Concerned that they hadn't put him on our screens for more than 30 minutes; the BBC decided it was vital that they put He Who Must Not Be Named on The Andrew Marr Show yesterday.
I'm calling him that because clearly the constant attention he's getting is giving his party a huge boost in the polls, despite most of the press about it being negative. You can point out that they're homophobic, racist, misogynist, Islamophobic, and all the other -isms and -phobics. Not to mention elephant-haters. But He manages to brush it all aside with a photo call in a pub. They say there's no such thing as bad publicity, and it's clearly true. The more racism and homophobia allegations arose; the higher their poll ratings went.
He's previously distanced himself from the party's 2010 manifesto. A manifesto which said they wanted to drop the rate of Incapacity Benefit/ESA to the same rate as JobSeekers Allowance, and claimed that Disability Living Allowance was an out-of-work benefit for people too ill to work.
But yesterday He defended one point in the manifesto (though admitted it was badly explained 4 years ago): He said that they still want to abolish the National Insurance scheme.
I think all disabled people have had incidents in recent years where we've been on the receiving end of hate crime - or at least harassment - for being "scroungers". Like Pippa's experience of being targeted in the street for walking with a crutch.
National Insurance is the one reason I can look harassers in the eye and confidently say "when I could work I paid my National Insurance premiums. I paid into an insurance scheme so I would be protected if I ever became too ill to work."
National Insurance was a bloody brilliant idea.
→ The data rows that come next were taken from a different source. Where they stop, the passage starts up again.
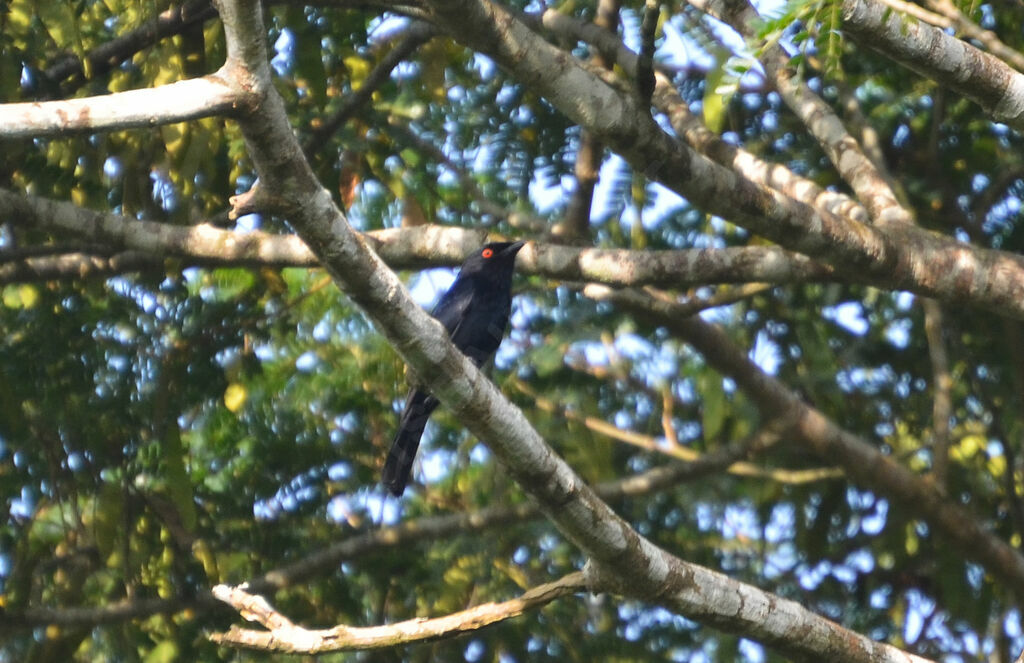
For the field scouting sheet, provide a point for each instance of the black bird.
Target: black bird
(475, 312)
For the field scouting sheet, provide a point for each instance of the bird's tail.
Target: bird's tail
(398, 465)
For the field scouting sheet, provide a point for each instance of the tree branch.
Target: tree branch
(900, 257)
(112, 53)
(619, 556)
(286, 636)
(861, 460)
(950, 61)
(402, 248)
(189, 99)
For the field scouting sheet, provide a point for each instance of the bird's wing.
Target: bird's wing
(454, 304)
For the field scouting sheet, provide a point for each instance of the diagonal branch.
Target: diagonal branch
(112, 53)
(416, 35)
(286, 636)
(992, 84)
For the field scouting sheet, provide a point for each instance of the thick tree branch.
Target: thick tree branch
(286, 636)
(955, 18)
(189, 99)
And it's such a simple plan. You pay into the scheme straight out of your wages so you're looked after both in your old age, and during your working life if you ever become unemployed or too ill to work.
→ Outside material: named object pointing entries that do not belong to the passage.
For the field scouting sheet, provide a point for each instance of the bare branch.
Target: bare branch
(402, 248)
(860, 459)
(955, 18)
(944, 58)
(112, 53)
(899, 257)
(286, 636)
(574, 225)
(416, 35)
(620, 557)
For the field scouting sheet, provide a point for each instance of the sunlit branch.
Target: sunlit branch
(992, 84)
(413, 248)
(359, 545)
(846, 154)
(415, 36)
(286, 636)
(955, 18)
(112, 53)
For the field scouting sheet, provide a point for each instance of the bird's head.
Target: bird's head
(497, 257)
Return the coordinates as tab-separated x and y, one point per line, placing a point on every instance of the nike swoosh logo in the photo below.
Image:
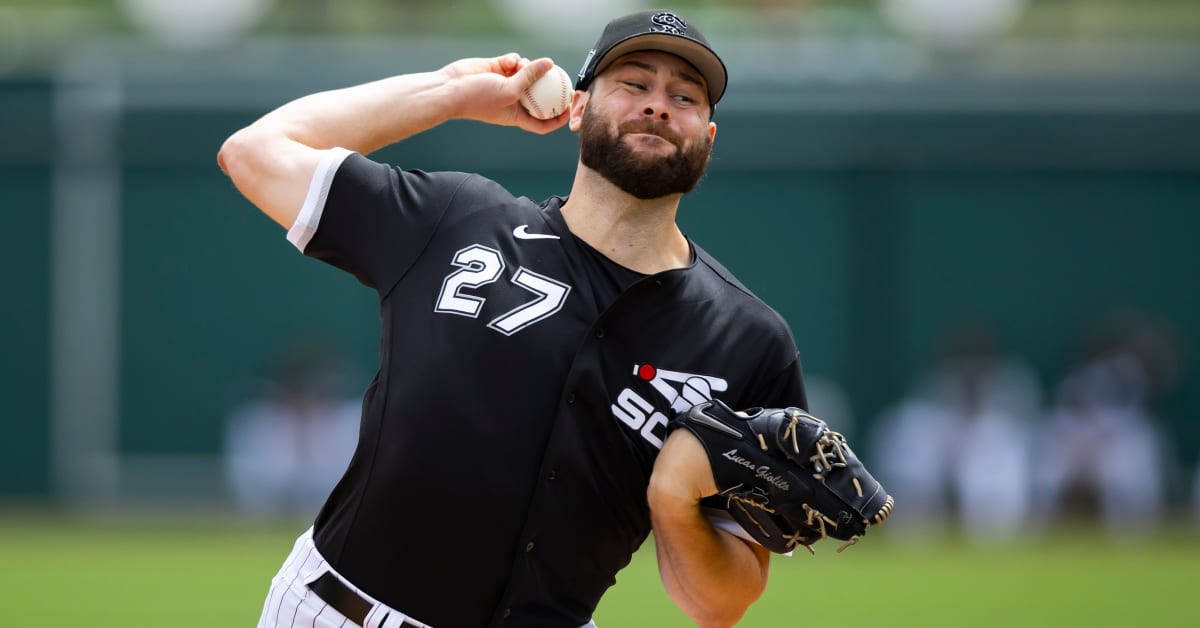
697	414
523	234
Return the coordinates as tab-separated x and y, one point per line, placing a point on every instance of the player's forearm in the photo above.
712	575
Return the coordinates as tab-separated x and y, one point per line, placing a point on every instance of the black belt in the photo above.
343	599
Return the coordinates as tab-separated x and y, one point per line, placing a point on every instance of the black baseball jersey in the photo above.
523	392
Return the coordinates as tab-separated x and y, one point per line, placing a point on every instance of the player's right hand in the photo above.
490	90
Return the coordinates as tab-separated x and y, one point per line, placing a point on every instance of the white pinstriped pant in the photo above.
292	604
289	602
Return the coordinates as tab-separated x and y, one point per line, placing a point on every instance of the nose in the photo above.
657	106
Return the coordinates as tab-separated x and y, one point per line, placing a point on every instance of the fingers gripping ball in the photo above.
785	477
550	95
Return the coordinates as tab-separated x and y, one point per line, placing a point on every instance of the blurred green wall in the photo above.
871	232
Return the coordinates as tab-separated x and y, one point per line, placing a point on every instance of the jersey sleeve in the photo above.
370	219
785	389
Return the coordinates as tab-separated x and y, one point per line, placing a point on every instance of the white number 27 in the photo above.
479	265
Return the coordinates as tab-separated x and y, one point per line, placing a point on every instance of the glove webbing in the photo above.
829	455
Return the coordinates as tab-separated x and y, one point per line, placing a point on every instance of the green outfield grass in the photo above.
160	572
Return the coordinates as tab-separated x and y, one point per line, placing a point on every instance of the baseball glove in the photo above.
785	476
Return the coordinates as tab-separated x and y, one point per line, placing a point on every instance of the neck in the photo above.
639	234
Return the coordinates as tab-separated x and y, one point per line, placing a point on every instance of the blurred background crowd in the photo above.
978	216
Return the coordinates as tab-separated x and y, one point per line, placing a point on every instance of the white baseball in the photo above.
550	95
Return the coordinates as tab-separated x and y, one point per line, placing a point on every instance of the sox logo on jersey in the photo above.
679	389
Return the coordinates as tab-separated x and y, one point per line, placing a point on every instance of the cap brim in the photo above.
703	59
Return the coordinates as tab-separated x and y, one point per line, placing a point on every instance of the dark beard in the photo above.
636	174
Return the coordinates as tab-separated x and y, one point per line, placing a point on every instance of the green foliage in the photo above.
154	573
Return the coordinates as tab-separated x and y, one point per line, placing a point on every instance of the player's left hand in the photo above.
489	90
785	476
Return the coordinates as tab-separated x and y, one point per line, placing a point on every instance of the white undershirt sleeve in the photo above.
306	222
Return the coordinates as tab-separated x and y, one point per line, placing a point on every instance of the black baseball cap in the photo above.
655	30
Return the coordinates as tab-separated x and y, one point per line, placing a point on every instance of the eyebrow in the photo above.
651	67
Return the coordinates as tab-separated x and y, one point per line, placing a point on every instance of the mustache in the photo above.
651	127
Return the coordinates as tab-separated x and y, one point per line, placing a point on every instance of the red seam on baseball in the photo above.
533	101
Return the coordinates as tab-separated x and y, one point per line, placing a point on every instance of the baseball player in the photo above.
514	449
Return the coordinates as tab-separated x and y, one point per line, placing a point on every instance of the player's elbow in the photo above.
718	615
238	155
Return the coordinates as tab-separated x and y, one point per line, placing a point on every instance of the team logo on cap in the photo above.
667	22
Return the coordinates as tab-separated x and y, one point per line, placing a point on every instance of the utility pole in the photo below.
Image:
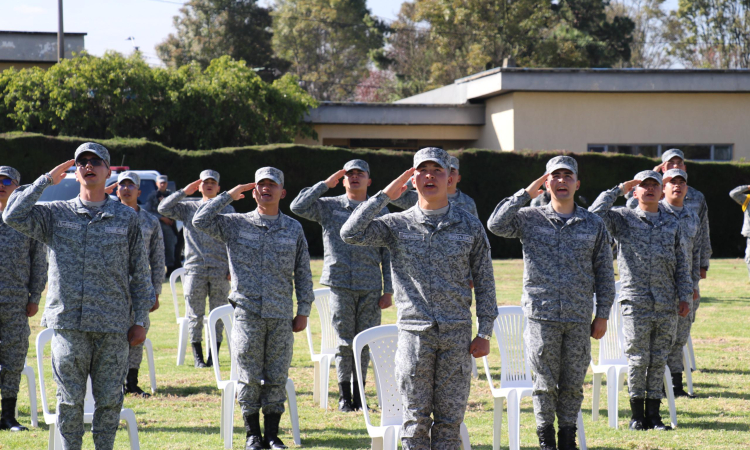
60	33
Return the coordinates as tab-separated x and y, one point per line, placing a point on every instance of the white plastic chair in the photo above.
28	372
383	341
515	376
55	440
229	386
182	321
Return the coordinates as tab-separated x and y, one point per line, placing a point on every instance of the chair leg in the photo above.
291	396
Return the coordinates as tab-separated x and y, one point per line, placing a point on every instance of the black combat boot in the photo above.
653	418
566	438
345	397
210	360
677	386
546	437
271	431
637	406
198	356
131	385
252	428
8	416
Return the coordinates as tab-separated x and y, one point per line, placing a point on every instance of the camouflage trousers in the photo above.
14	344
135	355
353	312
433	373
197	287
263	351
648	341
684	324
76	355
559	354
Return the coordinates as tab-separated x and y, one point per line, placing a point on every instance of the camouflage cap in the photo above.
357	164
646	174
129	175
453	161
562	162
10	173
208	173
91	147
671	153
434	154
269	173
671	173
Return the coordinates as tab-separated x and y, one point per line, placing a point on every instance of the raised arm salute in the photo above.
567	258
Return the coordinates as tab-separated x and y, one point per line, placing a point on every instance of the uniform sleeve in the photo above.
480	261
208	220
303	278
505	220
363	227
604	275
38	279
141	290
306	204
25	216
172	208
156	258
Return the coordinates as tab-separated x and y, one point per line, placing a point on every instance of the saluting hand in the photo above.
237	192
398	186
334	179
58	173
535	189
192	188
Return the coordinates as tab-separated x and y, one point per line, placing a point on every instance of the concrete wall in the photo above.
571	121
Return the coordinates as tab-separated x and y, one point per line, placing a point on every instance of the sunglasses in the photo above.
95	162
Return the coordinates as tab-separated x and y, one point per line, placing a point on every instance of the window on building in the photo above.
701	152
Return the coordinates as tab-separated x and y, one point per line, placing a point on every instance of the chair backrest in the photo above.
225	314
383	342
509	327
328	334
177	273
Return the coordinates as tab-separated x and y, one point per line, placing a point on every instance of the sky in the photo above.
122	25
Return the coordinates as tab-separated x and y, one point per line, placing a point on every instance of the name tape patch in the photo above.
71	225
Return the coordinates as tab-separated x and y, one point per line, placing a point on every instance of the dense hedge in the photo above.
487	176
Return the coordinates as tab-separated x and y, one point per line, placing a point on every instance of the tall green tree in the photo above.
328	43
208	29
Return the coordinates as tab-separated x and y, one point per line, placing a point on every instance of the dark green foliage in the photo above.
487	176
National Insurance gives me a bit of dignity. When other people call me "a burden on the taxpayer," or my inner monologue tells me that I'm "a waste of taxpayers' money" (though it's not just my inner monologue that's called me that); I can tell them (or myself) "I paid into an insurance scheme and now I'm claiming back. It's how insurance works." When Radio 5Live put me up against that rentagob Hopkins who was banging on about how people should use private insurance schemes rather than scrounging taxpayers' money, I could screech over her "I paid for insurance! It's called 'National Insurance' for a reason!"
Now The Party Which Must Not Be Named wants to take that last shred of dignity from me. The party which got the most votes in the election a week and a half ago.
And it really is my last shred of dignity. I'm constantly ashamed of not being able to work. I can't even go to the emergency dentist to get a broken filling fixed without the humiliation of having to say "nothing" in response to the question "what do you do for a living?"
It's not just a matter of pride or shame. There's the practicalities too. What's going to happen to contributory ESA and JSA? Will they only offer means tested benefits for the ill and out-of-work? What about those who've worked and saved for thirty years when they get diagnosed with cancer? Will they no longer be eligible for ESA because they've got too much money for the means test?
Given that they've gotten more promotion than all the other parties combined for the pending Newark by-election; I wouldn't be at all surprised if they've got their first seat in the House of Commons in a couple of weeks. And given how popular they were on May 22nd; I wouldn't be at all surprised if they've got enough seats this time next year to forge a coalition with the Tories. (Because, let's face it, the Lib Dems will be lucky if they've got 10 MPs left. They won't be the Kingmakers next time if it's a hung Parliament.)
I really didn't think it would be possible to be any crueller than the Tories and be popular enough to win elections. Looks like I was wrong.